À Carleton, on a passé au moins 5 ou 6 heures à se promener dans le centre-ville (ou plutôt le centre-village) en tournant en rond sans arrêt à la recherche d'un endroit avec de l'action. Tous les bars ont été vides jusqu'à 22h environ ça fait que le temps était long. Heureusement, on avait de la boisson en masse dans l'auto. Ça servait à se faire un fond en attendant qu'il se passe quelque chose à quelque part. J'avais aussi emmené le Spice (pot légal) que j'avais acheté chez Echologik sur la rue St-Jean l'été dernier. C'était le moment approprié pour fumer ces épices sentant le manger à poisson avant qu'elles ne perdent leurs propriétés psychotropes à jamais.

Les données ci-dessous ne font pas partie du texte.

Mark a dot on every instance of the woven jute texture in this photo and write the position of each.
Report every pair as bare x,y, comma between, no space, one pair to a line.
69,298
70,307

Pendant qu'on meublait notre temps à marcher en rond, on est tombés sur un coin un peu plus hippie. Un gars mangeait son homard debout à l'arrière de son Westfalia et ça m'a semblé être le type de personne à posséder du papier à rouler, élément essentiel qui nous manquait. Ça fait qu'on est allés le voir pour lui demander s'il pouvait nous aider. Le gars avait l'air d'un osti de peddler ou d'un jos connaissant (deux synonymes, j'imagine). Instantanément, je ne l'ai pas aimé. Il nous a dit qu'il venait de Campbelton, ville vraiment laide et plate du Nouveau-Brunswick qu'on avait visitée en après-midi dans le but de pratiquer le dialecte local (chiac), vivre une expérience sociologique et manger dans un casse-croûte (on n'a trouvé AUCUN casse-croûte malgré le fait qu'on regardait partout attentivement). Le gars de Campbelton avait l'air fier de venir de là. Quand je lui ai dit qu'on avait visité sa ville dans la journée, il a dit : "Belle ville hein!?" et j'ai pas pu m'empêcher d'en rajouter en disant que c'était écoeurant comme endroit, qu'il y avait de la vie au bout et plein de casse-croûtes. Le gars acquiescait à tout ce que je disais. Je le détestais encore plus.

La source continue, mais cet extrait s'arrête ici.